House debates

Wednesday, 13 May 2009

Matters of Public Importance

Economy

4:05 pm

Photo of Chris BowenChris Bowen (Prospect, Australian Labor Party, Assistant Treasurer) Share this | Hansard source

This is another example of the Liberal mythmaking machine in overdrive. As we have seen in the last 24 hours, it is another example from the member for North Sydney. According to the Leader of the Opposition, according to the member for North Sydney and according to the other spokespeople, if only the Australian people had had the good sense to keep them in office everything would be rosy. Everything would be fine—the deficit would be lower; the debt would be lower; unemployment would be lower. According to their narrative, everything would be fine if only the Liberal Party had retained their rightful place as the born-to-rule party of this nation.

But at the heart of their narrative there are two patently false claims—two claims so laughable that I would have thought the opposition would be embarrassed by the paucity of their argument and by the plain sophistry of their narrative. The first false proposition is this: the deficits would be lower in future years under the opposition’s plan, because they would not have made the direct payments to families that we made. That is proposition No. 1. They say, ‘We wouldn’t have had the cash splash, we wouldn’t have sent $900 to working families, so our deficits would be lower.’

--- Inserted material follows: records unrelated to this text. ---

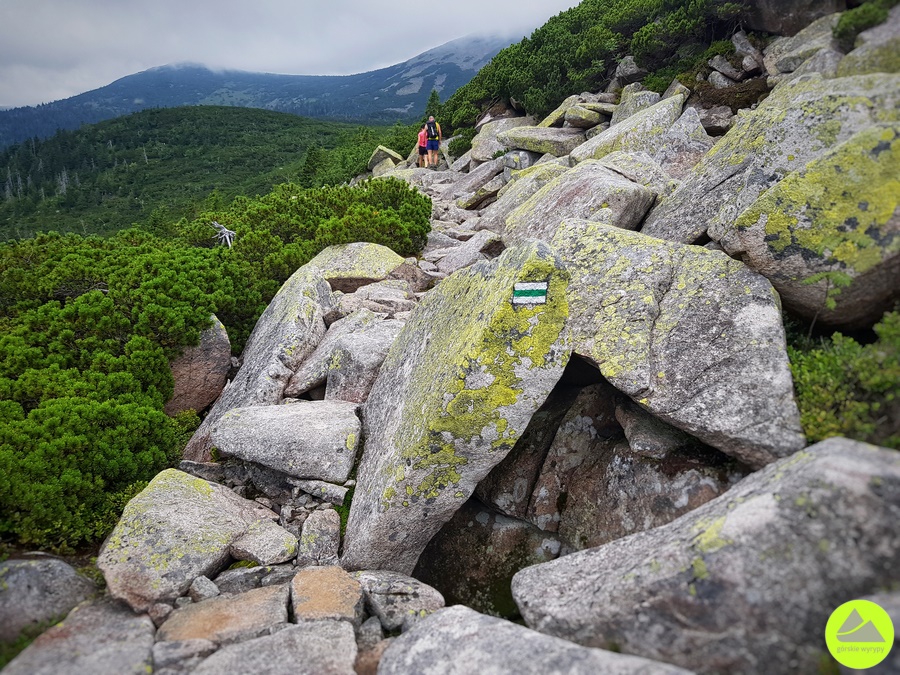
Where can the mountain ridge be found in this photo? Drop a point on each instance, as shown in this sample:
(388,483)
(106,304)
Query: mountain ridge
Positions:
(387,94)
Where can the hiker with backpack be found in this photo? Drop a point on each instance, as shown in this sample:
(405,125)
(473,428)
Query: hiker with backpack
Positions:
(423,147)
(433,134)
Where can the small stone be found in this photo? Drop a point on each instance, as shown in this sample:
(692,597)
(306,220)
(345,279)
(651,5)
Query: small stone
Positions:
(103,636)
(34,592)
(320,540)
(394,597)
(183,655)
(229,618)
(720,81)
(159,612)
(370,633)
(202,589)
(329,492)
(326,593)
(312,648)
(723,66)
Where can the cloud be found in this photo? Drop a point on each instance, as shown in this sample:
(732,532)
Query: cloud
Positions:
(52,49)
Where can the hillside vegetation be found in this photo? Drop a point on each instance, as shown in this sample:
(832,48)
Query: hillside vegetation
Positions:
(161,165)
(89,325)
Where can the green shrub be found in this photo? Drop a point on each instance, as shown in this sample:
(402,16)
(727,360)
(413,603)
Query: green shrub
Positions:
(89,326)
(848,389)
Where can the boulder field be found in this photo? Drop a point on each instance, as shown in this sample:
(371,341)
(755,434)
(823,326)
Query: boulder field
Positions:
(573,411)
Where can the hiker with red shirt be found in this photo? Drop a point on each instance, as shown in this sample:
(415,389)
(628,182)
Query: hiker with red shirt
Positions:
(423,147)
(433,131)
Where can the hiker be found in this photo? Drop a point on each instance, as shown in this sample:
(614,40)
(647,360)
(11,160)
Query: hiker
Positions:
(423,147)
(433,131)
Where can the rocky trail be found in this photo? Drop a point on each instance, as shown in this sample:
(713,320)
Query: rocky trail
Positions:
(575,408)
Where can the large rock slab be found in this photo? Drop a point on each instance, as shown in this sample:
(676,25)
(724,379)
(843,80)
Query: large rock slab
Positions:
(641,168)
(522,185)
(693,336)
(543,140)
(746,582)
(286,333)
(179,528)
(799,122)
(581,192)
(485,144)
(200,373)
(616,492)
(828,236)
(34,592)
(314,371)
(640,132)
(225,619)
(475,555)
(306,439)
(312,648)
(456,391)
(475,179)
(634,98)
(103,636)
(787,54)
(459,641)
(787,18)
(348,267)
(683,145)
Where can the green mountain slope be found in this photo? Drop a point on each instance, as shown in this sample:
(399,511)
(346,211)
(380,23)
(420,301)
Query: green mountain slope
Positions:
(579,49)
(157,165)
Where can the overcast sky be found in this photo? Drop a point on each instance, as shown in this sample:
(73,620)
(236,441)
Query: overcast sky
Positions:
(53,49)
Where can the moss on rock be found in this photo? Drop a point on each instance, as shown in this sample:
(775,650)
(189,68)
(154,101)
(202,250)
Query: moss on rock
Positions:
(454,394)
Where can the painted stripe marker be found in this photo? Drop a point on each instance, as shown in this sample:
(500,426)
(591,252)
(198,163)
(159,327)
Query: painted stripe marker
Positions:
(530,293)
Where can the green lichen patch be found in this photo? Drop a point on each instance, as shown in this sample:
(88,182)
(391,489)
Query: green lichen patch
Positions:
(838,207)
(708,535)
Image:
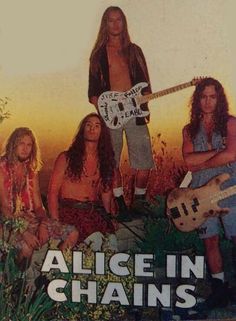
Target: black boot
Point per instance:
(219, 297)
(124, 214)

Let us put aside the fact that those payments have been so important in keeping the Australian economy as robust as it is compared to the rest of the world. Let us look at the fiscal impact of that decision. We went down the road of payments to families because they were temporary and because they were targeted, because they would wash through the budget, because almost all the impact would be in the 2008-09 financial year and they would not be a drag in future years. And what did the opposition say at the time? They said: ‘We wouldn’t do that. We’d oppose that. We wouldn’t make the $900 payments to families.’ Instead, they said, ‘We’d have tax cuts—permanent tax cuts.’ The Deputy Leader of the Opposition called them ‘broad and sweeping tax cuts’. The Leader of the Opposition made a virtue out of the fact that they would be permanent. He even trotted out academics—John Taylor from Stanford University—to say that people need to know that the reduction in their tax is permanent so that they increase their spending. Of course, a permanent reduction in tax means a permanent drag on the budget bottom line—a different approach from this government, not temporary, not targeted, but a permanent drag on the bottom line. That means that, whereas our stimulus payments to families have no impact on the budget in the out years, theirs would have an ongoing impact. They come in here and claim the mantle of fiscal responsibility. They say, ‘We stand for lower deficits; we stand for lower debt,’ when their policy would directly mean higher deficits and higher debt. They are hypocrisy personified.